Until Jesus returns, you will be hated by all for His Name’s sake. Until Jesus returns, this world will be embroiled in disaster and destruction—both natural and manmade. Until Jesus returns, there will be false teachers promising all sorts of ways to salvation. Until Jesus returns, you will be tempted to choose a different way of life. But instead of focusing on the signs and events or on impossible attempts to divine when the Last Day will come, direct your hearts and minds to what Jesus has promised: “The one who endures to the end will be saved.” The prophesied, destructive signs continue to take place; that should confirm in your souls that the Lord’s promise concerning your salvation is even more true.

So in these times, as you abide by Jesus’ teachings, you shall be like the Psalmist who wrote: “I bless the Lord who gives me counsel; in the night also my heart instructs me. I have set the Lord before me; because He is at my right hand, I shall not be shaken. Therefore my heart is glad, and my whole being rejoices; my flesh also dwells securely.” What the Psalmist gives is the description of all those who heed Christ’s exhortations, being on guard and holding fast to the confession of their hope. It is a trust that Jesus’ words are true and that His salvation is near, even in the midst of seemingly endless troubles of these last days.

The promise of the Faithful One has been given to you, and He will deliver.
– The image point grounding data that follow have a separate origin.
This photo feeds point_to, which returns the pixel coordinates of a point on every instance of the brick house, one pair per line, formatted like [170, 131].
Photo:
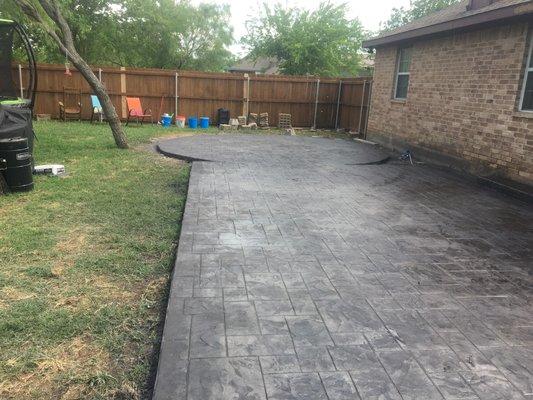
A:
[457, 87]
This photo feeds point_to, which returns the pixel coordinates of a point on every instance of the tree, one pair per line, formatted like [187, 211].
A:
[417, 9]
[320, 42]
[48, 15]
[169, 34]
[139, 33]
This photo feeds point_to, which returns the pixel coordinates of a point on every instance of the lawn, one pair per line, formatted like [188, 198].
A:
[84, 266]
[85, 262]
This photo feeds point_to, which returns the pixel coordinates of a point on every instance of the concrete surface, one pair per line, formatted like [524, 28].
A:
[300, 275]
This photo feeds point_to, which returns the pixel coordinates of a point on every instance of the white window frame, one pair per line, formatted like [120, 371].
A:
[398, 73]
[528, 70]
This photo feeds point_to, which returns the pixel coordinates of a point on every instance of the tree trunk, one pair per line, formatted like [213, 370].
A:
[62, 35]
[107, 106]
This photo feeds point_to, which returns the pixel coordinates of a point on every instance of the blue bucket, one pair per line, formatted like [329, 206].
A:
[193, 122]
[166, 120]
[204, 122]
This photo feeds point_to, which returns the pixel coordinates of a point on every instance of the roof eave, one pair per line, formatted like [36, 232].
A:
[500, 14]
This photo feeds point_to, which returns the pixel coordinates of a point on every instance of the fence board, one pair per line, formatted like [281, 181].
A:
[202, 93]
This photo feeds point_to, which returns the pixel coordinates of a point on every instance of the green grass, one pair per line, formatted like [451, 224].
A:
[85, 262]
[84, 265]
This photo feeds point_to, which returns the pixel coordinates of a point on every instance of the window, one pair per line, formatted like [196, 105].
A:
[526, 99]
[402, 73]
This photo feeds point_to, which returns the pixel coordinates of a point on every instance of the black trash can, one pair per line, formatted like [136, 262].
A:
[17, 156]
[16, 122]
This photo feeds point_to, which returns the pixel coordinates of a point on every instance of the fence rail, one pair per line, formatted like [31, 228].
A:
[320, 102]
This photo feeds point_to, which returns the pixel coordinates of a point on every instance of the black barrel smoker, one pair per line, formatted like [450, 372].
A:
[16, 109]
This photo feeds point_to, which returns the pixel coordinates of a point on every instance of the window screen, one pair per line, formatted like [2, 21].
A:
[402, 73]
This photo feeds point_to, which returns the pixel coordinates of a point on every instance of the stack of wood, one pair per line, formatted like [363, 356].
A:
[263, 120]
[284, 121]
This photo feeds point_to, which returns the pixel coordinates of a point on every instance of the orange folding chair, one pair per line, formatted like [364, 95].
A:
[135, 110]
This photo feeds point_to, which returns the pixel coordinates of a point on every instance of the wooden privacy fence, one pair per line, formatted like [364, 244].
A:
[319, 102]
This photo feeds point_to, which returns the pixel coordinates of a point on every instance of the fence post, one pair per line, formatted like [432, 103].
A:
[123, 92]
[20, 82]
[316, 101]
[361, 107]
[246, 95]
[176, 96]
[338, 105]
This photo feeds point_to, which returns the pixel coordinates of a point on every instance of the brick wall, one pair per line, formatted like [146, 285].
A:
[462, 100]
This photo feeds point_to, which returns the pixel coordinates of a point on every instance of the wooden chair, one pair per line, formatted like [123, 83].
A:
[96, 108]
[135, 110]
[70, 107]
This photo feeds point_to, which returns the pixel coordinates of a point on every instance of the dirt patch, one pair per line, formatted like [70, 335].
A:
[73, 366]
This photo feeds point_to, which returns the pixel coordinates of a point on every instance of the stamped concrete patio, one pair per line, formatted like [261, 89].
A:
[303, 275]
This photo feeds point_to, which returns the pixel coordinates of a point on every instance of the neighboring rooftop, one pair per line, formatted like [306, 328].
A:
[466, 13]
[261, 65]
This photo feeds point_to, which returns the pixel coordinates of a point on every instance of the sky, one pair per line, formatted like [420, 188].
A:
[369, 12]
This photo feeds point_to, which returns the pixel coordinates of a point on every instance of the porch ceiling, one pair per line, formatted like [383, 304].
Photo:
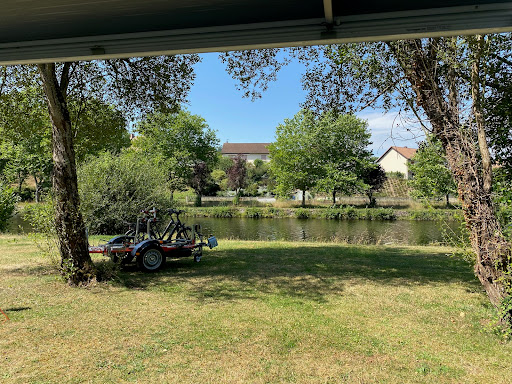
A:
[55, 30]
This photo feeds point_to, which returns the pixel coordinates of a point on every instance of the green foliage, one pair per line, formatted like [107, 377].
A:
[395, 175]
[254, 213]
[114, 188]
[351, 213]
[223, 163]
[179, 142]
[7, 205]
[97, 127]
[344, 156]
[302, 213]
[502, 195]
[295, 154]
[374, 177]
[432, 177]
[327, 152]
[237, 174]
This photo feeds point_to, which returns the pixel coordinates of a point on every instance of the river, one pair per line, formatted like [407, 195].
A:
[348, 231]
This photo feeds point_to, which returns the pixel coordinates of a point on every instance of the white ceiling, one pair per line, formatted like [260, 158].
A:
[34, 31]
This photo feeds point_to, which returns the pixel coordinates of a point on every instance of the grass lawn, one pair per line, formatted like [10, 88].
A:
[253, 312]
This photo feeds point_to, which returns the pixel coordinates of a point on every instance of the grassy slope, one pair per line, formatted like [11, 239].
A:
[253, 312]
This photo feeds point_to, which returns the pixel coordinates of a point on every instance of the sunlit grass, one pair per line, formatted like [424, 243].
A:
[253, 312]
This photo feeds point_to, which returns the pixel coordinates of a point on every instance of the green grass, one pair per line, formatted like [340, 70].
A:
[253, 312]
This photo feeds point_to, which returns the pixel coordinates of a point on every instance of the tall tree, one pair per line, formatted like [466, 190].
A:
[179, 141]
[136, 86]
[441, 80]
[374, 177]
[344, 140]
[432, 178]
[295, 159]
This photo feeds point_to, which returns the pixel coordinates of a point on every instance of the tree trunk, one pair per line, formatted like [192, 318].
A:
[492, 251]
[37, 188]
[76, 264]
[199, 200]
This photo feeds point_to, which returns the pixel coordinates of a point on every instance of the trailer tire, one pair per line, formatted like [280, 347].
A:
[151, 259]
[184, 233]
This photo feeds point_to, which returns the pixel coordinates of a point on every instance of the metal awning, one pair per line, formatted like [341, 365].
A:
[34, 31]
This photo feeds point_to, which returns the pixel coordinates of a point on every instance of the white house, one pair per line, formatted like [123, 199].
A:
[249, 151]
[397, 159]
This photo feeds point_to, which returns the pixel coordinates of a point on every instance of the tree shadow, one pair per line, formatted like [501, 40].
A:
[310, 272]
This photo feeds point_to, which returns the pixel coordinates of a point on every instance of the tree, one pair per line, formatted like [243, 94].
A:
[130, 182]
[237, 174]
[136, 85]
[200, 180]
[7, 205]
[25, 137]
[374, 177]
[295, 159]
[344, 140]
[432, 177]
[179, 141]
[442, 80]
[97, 127]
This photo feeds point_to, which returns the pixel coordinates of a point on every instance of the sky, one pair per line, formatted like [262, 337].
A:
[240, 120]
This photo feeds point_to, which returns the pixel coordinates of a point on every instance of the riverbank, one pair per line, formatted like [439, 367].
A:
[339, 213]
[254, 312]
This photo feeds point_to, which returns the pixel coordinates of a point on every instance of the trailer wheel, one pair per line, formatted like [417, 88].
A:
[184, 233]
[150, 260]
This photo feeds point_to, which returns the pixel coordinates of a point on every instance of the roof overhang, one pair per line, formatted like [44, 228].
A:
[67, 30]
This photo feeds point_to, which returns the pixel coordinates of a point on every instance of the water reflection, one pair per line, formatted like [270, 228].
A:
[350, 231]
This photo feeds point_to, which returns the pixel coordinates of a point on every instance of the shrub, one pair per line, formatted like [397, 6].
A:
[114, 188]
[332, 214]
[384, 214]
[253, 213]
[222, 212]
[7, 206]
[271, 212]
[350, 213]
[302, 213]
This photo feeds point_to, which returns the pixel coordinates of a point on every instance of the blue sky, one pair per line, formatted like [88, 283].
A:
[214, 97]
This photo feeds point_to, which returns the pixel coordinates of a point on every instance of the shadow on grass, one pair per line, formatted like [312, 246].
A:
[309, 272]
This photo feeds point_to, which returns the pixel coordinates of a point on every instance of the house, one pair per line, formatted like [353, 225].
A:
[397, 159]
[249, 151]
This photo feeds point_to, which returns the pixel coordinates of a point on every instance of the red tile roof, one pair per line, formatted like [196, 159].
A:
[244, 148]
[408, 153]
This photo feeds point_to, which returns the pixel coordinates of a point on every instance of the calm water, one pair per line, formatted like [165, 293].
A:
[350, 231]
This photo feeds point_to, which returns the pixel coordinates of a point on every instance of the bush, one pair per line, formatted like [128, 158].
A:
[7, 206]
[254, 213]
[114, 188]
[302, 213]
[26, 194]
[271, 212]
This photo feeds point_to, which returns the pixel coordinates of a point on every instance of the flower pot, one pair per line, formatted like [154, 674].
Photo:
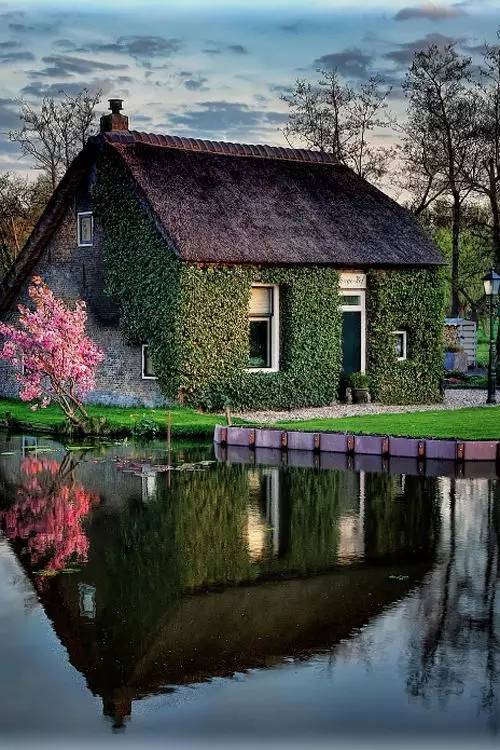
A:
[361, 395]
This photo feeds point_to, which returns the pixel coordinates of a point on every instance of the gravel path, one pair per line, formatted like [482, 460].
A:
[454, 399]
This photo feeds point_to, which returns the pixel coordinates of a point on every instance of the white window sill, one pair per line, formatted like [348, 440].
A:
[262, 369]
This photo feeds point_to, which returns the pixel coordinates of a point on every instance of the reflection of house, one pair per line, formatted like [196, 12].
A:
[228, 569]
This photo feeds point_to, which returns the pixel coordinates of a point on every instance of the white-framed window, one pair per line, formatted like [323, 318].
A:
[264, 328]
[85, 228]
[400, 344]
[147, 370]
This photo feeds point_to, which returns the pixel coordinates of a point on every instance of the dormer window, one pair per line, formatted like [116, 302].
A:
[85, 229]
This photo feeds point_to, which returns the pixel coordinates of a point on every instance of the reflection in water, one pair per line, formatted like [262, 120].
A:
[191, 575]
[47, 514]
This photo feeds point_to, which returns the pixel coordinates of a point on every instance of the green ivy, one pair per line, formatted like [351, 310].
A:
[413, 301]
[195, 318]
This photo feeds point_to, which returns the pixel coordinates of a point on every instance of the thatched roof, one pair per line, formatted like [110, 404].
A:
[228, 203]
[231, 203]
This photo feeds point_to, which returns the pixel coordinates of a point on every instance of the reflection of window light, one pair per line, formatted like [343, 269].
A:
[263, 521]
[148, 486]
[86, 594]
[29, 445]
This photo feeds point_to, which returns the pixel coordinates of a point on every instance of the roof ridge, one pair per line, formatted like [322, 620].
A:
[227, 148]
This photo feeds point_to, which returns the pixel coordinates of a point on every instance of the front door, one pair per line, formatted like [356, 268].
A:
[351, 341]
[352, 304]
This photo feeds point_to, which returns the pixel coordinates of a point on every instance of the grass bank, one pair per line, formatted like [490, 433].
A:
[477, 423]
[185, 422]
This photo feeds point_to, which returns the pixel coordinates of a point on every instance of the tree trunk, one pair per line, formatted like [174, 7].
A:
[455, 255]
[495, 213]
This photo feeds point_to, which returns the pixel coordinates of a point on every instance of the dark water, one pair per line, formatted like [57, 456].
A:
[230, 604]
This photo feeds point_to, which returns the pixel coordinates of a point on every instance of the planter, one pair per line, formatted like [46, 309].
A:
[456, 361]
[361, 395]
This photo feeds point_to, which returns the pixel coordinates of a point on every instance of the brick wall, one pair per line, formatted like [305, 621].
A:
[74, 272]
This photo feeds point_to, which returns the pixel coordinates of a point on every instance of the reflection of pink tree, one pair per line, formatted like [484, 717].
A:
[48, 513]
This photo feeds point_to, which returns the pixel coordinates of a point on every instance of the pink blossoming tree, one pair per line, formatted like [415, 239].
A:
[56, 360]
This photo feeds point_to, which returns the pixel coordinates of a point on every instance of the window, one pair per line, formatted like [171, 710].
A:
[264, 328]
[400, 344]
[85, 223]
[148, 372]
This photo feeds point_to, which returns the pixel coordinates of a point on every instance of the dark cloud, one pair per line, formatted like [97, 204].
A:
[225, 119]
[65, 66]
[15, 57]
[405, 52]
[351, 63]
[430, 11]
[217, 48]
[9, 117]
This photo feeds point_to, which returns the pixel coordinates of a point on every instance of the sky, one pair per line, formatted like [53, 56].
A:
[211, 68]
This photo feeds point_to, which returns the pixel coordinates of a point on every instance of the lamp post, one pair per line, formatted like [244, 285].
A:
[491, 287]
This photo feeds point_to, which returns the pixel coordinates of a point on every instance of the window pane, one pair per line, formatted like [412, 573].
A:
[261, 300]
[85, 230]
[400, 345]
[147, 364]
[350, 299]
[260, 354]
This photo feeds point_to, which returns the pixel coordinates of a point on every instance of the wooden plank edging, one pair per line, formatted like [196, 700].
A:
[375, 445]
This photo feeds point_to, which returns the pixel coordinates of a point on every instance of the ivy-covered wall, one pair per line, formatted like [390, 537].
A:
[195, 318]
[410, 300]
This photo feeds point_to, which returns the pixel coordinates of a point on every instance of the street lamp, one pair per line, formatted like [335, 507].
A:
[491, 287]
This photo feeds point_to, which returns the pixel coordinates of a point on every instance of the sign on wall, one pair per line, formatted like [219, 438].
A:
[352, 280]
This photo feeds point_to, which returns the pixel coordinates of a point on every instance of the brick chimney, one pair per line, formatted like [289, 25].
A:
[115, 120]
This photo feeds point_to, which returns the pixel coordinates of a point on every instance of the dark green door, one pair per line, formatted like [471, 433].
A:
[351, 341]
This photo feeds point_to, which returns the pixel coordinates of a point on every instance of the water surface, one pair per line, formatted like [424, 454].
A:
[230, 602]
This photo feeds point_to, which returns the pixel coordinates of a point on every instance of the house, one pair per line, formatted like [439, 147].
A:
[219, 272]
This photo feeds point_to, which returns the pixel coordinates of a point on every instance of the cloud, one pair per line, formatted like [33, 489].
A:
[15, 57]
[405, 52]
[65, 66]
[25, 28]
[217, 48]
[9, 117]
[430, 11]
[294, 27]
[352, 63]
[137, 46]
[225, 119]
[38, 89]
[9, 45]
[196, 84]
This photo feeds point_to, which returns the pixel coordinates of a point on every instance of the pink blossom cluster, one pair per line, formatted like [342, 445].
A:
[48, 514]
[50, 347]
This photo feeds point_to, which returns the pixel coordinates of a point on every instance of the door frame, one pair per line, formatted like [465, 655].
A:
[361, 293]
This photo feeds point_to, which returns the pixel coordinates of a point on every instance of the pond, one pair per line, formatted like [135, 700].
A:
[233, 600]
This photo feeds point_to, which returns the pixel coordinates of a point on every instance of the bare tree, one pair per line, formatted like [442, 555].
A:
[21, 203]
[332, 116]
[53, 134]
[485, 179]
[441, 130]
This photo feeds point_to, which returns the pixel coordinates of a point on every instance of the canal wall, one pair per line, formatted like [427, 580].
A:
[420, 449]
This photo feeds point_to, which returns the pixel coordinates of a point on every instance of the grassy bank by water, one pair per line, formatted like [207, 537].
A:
[185, 422]
[478, 423]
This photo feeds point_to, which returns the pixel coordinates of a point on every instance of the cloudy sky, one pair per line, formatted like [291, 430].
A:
[210, 68]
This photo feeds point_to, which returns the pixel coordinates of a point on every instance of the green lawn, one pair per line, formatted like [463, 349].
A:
[185, 422]
[478, 423]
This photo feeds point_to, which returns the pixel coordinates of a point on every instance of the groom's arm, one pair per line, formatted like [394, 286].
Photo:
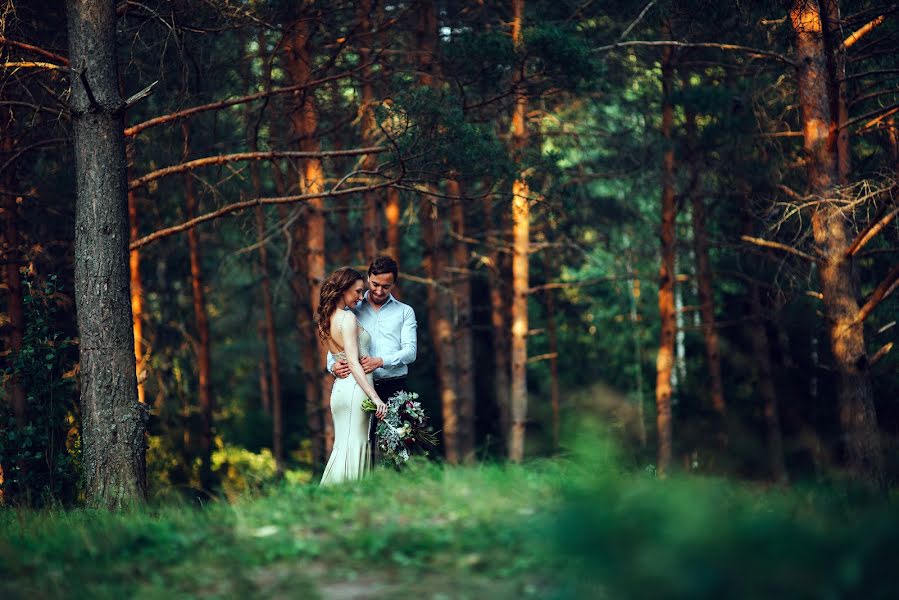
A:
[408, 343]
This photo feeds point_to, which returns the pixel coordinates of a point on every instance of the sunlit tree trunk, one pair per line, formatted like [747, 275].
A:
[665, 358]
[137, 295]
[839, 281]
[435, 260]
[114, 422]
[839, 102]
[268, 332]
[204, 360]
[704, 276]
[305, 123]
[521, 218]
[499, 289]
[371, 230]
[392, 217]
[464, 345]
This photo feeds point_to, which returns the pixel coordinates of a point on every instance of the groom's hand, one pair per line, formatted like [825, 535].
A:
[370, 363]
[341, 369]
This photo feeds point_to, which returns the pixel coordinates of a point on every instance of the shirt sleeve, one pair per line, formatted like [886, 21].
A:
[408, 342]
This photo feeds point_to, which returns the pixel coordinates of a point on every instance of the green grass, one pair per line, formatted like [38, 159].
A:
[578, 527]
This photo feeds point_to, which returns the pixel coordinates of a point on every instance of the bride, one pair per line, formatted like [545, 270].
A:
[347, 340]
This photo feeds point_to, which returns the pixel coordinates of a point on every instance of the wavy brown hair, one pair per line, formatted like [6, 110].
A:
[333, 289]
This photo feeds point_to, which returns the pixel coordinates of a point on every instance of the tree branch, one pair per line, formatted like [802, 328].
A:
[754, 52]
[881, 293]
[45, 53]
[864, 29]
[181, 114]
[777, 246]
[867, 234]
[238, 206]
[240, 156]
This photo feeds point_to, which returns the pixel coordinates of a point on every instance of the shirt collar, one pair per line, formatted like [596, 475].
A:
[390, 299]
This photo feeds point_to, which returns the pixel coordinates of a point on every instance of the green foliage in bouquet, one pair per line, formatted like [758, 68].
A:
[404, 430]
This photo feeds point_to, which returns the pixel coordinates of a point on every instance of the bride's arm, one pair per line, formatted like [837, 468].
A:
[350, 332]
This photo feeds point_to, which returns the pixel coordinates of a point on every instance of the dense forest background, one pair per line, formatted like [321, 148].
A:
[676, 216]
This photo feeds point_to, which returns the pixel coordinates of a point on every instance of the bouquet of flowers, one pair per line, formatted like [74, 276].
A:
[404, 429]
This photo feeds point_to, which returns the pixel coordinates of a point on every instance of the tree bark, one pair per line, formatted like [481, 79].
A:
[839, 281]
[204, 366]
[521, 245]
[838, 86]
[665, 358]
[113, 421]
[704, 277]
[392, 216]
[463, 341]
[435, 261]
[304, 119]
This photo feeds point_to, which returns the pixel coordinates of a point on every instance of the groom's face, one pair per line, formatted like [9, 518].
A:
[379, 287]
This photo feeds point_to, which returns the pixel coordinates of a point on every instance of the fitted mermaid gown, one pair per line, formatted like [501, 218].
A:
[351, 457]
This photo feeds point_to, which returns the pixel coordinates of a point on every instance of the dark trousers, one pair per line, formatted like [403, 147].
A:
[385, 388]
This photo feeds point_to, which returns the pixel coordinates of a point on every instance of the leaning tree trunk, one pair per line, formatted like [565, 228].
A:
[521, 218]
[305, 122]
[435, 262]
[704, 277]
[204, 360]
[113, 421]
[839, 281]
[463, 342]
[665, 358]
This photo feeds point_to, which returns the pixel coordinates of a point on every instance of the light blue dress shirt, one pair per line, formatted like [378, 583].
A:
[393, 331]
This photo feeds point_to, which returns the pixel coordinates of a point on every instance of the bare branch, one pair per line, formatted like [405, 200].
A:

These last days should not forebode doom for you, for you have been redeemed. Jesus says about His redeemed ones: “Those who are wise shall shine like the brightness of the sky above; and those who turn many to righteousness, like the stars forever and ever.” You have that wisdom, for Jesus has made known to you the path of life. You may turn others to righteousness, for you have been put into relationship with your fellow believers and residents of this world.

So gather together and receive His promises over and over again, especially as His Day draws near. For by gathering and receiving Christ’s gifts, you will abide in Him and He will abide in you. Be on your guard; see that no one or no thing leads you astray. Rather, trust the words that the Lord has spoken, for they are made true for you: “The one who endures to the end will be saved.”

T In the Name of the Father and of the Son and of the Holy Spirit.